Eugene Peterson says that faith is long obedience in the same direction. That is what I see Paul doing throughout his ministry. He was being faithful to preach the truth: Christ crucified. Paul says that each person’s work will be tested over time. If what is used to build the church is anything other than the gospel, it is referred to as “wood, straw, and hay.”  That wood, straw, and hay will be gone over time. Those are things that cannot last. Let me illustrate it this way. What has been constant over the years? God’s word, the Bible, is constant because it contains the very words of God. Because God never changes, the Bible never changes. What will change? People. Music. Clothing. Those things will always change year after year and from one context to the next. The one constant is God’s word. So, wouldn’t it make sense for us to stick to what never changes? Yes, Aaron. It would make sense. Now, does that mean that we need to cling to the things in the past, such as, the pastor we used to have, the clothing we used to wear, or the way the community used to look? No. Those things and people are temporary. What is most important is the gospel. What is also as important is reaching people with the gospel. We need to be seeking ways to establish relationships with more people, so that we can present the gospel to them. Mega churches will fade away. Celebrity pastors will fade away. The only constant is God’s word. This is Paul’s point in verses ten through fifteen. If it is going to be a church, the only foundation that can be laid is the gospel of Jesus Christ. Then each one that comes in after to build upon that foundation must be careful as to how they build and what is used to build upon that foundation. This is one more reason I am thankful for this season of ministry with Anchor Church. We say it every Sunday. We are here to know Jesus and make him known. Nothing more and nothing less. We will work to establish relationships with others in order that the gospel can be preached. We do not look to other churches or other pastors for validation. We seek to be faithful to God and his calling to make disciples.
3:16-17 – Why did Paul interrupt his stream of thought to interject about the Temple of God? Why wouldn’t he have just continued on with the church fighting against divisions within itself? The first few times I read over these verses in preparation for this study guide, I read them as simply that…great thoughts about the church as a whole, but not pertinent to this portion of text. After all, Paul began Chapter 3 dealing with spiritual immaturity and silly arguments. It wasn’t until I slowed down long enough to consider that maybe there’s more to this discussion given the time that has expired between Paul and today. It could be that because today’s church culture and our thoughts on the Temple are so far removed from biblical times, I have failed to see the significance behind Paul’s discussion of the Temple.
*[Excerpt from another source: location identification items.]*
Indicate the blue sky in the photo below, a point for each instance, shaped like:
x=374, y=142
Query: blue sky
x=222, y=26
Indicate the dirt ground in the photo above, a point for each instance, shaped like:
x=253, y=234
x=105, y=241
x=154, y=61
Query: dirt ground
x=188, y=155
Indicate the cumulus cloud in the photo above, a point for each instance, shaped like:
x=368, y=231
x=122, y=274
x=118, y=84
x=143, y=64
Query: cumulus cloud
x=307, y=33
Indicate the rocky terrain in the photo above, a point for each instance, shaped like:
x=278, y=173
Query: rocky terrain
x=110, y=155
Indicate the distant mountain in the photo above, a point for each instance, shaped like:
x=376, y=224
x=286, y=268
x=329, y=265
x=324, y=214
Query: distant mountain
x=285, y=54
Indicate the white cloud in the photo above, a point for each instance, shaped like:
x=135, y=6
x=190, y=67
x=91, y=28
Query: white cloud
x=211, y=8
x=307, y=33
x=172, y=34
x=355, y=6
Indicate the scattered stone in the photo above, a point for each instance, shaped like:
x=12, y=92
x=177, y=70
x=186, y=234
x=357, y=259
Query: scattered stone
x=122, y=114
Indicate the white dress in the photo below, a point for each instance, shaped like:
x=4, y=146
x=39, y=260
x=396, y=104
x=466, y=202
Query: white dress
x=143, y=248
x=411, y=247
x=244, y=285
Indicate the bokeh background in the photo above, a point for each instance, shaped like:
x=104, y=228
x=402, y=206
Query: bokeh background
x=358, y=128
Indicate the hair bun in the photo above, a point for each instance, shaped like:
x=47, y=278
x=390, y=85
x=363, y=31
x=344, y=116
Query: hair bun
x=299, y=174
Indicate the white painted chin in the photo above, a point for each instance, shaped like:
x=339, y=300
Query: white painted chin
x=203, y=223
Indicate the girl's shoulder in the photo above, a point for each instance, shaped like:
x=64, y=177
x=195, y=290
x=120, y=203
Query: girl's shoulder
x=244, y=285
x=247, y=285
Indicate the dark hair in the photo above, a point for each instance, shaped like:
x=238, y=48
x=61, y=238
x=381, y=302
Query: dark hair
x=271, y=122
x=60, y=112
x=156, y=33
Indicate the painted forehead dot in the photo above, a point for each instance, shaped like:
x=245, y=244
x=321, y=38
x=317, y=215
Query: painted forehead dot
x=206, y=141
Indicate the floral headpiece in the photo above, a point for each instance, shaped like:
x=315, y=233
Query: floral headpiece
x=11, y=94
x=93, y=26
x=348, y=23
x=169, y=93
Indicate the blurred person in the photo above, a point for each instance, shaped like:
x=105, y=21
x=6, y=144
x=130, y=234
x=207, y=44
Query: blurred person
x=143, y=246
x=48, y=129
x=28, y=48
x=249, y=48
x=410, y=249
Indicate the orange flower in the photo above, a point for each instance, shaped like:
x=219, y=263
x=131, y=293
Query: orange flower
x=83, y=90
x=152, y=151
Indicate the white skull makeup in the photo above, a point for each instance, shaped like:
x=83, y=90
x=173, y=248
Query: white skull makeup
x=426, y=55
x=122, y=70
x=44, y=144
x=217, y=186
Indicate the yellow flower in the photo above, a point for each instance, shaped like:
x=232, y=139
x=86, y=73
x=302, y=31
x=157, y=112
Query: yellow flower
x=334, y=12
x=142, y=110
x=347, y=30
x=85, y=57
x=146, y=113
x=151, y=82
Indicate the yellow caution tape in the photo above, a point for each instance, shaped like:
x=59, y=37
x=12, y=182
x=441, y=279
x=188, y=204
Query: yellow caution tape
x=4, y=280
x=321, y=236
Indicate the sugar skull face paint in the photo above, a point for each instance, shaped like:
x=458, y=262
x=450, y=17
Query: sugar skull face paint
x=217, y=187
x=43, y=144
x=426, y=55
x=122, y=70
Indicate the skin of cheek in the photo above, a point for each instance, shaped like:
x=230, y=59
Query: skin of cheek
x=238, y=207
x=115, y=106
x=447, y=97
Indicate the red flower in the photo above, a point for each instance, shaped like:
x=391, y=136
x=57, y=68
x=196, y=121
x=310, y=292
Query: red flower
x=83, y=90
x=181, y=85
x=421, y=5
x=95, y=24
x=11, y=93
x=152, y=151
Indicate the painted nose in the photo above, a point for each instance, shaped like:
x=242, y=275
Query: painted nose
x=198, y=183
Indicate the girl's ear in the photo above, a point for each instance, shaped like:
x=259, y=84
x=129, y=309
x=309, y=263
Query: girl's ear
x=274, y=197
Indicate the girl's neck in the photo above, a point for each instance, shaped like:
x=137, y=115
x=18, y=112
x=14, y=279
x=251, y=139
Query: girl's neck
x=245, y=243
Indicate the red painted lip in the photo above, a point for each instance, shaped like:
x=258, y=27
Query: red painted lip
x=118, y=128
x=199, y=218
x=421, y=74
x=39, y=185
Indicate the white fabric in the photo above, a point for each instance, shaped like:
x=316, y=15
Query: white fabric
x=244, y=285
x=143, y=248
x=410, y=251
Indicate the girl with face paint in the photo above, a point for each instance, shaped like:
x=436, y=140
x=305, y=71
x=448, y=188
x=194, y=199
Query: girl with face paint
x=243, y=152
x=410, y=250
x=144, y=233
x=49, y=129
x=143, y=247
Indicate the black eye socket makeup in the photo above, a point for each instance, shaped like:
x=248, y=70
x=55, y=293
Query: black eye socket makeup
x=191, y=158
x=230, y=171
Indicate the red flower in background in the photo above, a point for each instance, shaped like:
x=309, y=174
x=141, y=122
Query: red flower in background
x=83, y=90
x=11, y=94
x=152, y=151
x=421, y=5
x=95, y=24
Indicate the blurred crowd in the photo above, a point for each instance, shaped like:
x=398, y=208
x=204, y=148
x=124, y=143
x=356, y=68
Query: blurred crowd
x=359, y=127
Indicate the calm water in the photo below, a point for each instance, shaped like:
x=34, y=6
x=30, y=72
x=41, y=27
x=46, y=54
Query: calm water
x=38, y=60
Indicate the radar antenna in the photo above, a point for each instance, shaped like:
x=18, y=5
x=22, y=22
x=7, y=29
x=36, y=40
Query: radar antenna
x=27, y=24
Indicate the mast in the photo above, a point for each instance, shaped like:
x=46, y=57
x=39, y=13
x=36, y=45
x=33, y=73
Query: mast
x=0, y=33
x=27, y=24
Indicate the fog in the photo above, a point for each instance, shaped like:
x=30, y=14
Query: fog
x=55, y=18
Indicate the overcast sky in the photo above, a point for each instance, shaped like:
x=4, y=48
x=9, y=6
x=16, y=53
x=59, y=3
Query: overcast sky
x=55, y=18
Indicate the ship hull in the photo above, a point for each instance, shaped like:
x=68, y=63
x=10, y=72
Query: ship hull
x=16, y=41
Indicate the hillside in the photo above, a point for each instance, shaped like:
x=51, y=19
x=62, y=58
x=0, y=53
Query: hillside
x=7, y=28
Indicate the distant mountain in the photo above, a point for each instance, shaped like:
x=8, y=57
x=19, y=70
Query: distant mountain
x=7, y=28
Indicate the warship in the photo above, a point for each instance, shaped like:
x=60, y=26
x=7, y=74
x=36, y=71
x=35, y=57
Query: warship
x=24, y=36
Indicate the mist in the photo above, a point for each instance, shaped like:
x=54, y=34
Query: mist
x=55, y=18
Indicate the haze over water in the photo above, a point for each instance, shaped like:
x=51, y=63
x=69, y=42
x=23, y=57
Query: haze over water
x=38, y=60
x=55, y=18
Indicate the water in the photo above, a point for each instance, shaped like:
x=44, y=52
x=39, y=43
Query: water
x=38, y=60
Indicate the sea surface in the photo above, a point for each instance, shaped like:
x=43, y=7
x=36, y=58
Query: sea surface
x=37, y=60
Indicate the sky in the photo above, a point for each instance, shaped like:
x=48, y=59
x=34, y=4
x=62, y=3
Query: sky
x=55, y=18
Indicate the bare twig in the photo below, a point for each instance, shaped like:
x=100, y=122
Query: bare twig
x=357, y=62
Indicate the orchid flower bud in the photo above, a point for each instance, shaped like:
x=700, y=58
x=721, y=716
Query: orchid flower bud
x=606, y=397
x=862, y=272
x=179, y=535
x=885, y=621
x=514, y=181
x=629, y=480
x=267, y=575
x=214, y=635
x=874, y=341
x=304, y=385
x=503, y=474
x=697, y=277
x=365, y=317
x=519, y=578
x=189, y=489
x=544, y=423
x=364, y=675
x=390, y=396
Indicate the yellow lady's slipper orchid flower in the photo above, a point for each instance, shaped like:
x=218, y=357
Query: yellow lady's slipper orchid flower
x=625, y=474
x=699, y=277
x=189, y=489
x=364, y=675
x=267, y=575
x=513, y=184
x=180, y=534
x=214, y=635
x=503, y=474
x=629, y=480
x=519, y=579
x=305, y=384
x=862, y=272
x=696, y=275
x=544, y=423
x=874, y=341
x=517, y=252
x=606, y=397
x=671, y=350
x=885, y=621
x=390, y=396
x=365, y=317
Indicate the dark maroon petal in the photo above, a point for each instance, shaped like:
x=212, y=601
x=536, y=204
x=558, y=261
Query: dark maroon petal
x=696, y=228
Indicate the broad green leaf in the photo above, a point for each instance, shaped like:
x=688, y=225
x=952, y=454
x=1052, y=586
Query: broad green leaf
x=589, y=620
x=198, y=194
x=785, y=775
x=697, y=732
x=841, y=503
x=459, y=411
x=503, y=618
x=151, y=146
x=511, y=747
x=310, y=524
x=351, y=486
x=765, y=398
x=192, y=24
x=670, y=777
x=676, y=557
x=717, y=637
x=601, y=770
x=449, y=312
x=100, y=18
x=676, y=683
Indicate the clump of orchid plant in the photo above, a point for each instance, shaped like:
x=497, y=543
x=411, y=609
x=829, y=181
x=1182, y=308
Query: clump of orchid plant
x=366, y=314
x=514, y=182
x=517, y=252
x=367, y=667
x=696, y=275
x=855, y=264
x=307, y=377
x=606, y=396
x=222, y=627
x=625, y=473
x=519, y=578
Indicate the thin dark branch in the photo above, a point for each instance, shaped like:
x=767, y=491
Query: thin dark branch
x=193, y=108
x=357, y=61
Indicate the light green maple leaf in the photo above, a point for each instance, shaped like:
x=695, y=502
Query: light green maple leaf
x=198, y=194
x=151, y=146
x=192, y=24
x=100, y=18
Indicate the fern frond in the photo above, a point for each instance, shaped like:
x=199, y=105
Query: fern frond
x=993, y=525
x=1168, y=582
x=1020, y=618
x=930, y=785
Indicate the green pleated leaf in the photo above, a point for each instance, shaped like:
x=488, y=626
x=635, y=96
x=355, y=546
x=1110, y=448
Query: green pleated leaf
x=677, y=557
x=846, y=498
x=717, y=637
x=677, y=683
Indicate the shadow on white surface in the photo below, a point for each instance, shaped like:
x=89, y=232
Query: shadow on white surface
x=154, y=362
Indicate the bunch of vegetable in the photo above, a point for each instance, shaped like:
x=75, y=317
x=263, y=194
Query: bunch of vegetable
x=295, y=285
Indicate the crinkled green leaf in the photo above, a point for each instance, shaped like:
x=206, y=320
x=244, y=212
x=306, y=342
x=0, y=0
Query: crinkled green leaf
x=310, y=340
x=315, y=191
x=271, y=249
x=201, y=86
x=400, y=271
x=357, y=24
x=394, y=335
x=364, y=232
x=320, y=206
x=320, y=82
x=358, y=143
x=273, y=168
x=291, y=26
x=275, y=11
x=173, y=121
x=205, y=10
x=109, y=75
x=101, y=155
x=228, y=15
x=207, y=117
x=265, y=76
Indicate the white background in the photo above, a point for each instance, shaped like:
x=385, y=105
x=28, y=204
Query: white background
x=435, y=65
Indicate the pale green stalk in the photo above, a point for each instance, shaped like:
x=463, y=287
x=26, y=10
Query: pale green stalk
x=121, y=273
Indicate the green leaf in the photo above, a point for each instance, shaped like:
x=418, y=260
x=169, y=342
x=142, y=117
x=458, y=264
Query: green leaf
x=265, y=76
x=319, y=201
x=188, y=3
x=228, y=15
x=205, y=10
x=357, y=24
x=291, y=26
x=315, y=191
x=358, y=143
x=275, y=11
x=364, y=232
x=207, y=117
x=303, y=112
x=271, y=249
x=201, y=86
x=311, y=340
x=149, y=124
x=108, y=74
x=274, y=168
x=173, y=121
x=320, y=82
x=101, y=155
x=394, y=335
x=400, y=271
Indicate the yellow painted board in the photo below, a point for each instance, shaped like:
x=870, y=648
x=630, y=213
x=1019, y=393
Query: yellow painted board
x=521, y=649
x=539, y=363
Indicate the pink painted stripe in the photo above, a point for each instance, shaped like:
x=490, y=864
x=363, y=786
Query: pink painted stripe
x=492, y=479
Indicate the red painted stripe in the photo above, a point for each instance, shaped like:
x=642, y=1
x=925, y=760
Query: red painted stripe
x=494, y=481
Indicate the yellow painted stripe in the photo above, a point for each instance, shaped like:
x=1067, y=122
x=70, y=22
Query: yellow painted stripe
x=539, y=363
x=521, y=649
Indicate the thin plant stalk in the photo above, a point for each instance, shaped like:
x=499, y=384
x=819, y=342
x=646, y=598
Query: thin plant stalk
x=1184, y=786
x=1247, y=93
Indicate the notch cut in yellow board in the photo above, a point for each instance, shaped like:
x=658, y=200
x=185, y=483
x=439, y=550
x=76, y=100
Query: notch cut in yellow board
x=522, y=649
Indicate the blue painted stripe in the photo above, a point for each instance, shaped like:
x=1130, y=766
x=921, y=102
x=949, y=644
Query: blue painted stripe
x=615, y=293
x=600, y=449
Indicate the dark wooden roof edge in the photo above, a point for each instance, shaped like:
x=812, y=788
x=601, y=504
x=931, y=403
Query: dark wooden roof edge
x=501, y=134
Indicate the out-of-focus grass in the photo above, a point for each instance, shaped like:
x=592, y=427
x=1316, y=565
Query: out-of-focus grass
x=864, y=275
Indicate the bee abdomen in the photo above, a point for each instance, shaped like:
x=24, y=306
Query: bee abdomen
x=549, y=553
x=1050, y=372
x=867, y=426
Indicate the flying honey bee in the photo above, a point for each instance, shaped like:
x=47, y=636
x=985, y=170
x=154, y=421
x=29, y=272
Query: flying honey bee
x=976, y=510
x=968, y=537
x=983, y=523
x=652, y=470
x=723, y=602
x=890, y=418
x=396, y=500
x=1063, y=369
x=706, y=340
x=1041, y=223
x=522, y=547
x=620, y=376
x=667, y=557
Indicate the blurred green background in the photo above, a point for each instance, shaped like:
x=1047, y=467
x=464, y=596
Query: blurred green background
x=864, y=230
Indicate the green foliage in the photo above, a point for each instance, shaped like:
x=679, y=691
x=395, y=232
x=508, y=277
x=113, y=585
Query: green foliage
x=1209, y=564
In Genesis, Adam and Eve were able to be in the presence of God. This changed after they sinned. Because of the holiness of God, Adam and Eve were removed from the presence of God. Because of his holiness, they and their descendants would be destroyed in the presence of God. For this reason, in his grace, God gave instructions to his people, Israel, to construct the Tabernacle, which would later be replaced by the Temple, where his people could meet with him. The first glimpse we see God dwelling with his people outside of the Garden of Eden is the Tabernacle in Exodus 26. In this chapter, God gave Moses specific instructions for erecting a mobile structure where God would meet with his people, specifically the High Priest, only once a year. This Tabernacle would contain a few specific items that would be used for worship. The Ark of the Covenant, containing the presence of God, would be there. The room where the ark would be stored was called the Holy of Holies. No one was allowed in this specific room, except the High Priest on a specific day. On that day, The Day of Atonement (Leviticus 16), the High Priest would enter the Tabernacle and follow a ritual of praying, changing of clothes, and other worshipful acts. He would go into the Holy of Holies to offer up a sacrifice for the atonement for himself and then the people of Israel. No one could approach God apart from the High Priest. It was his job to intercede for the people. The people had to go to the priest and confess their sin; then the priest would offer their sacrifice. Do you see how difficult this would be? Do you feel the weight of the situation? This is a very important part of the gospel narrative. God was making a way for his people to experience his presence. It is important to note that the sin sacrifices made at the tabernacle covered their sin so they could be near God, but the sacrifices did not save them. They were not redeemed by their works. Redemption can only come by faith in the promises of God. It was their faith in the one that God would send who would fulfill the need for a sacrifice that led to their salvation. It was not and cannot ever be by works. Salvation has always been by faith in the promises of God that find their fulfillment in Jesus Christ.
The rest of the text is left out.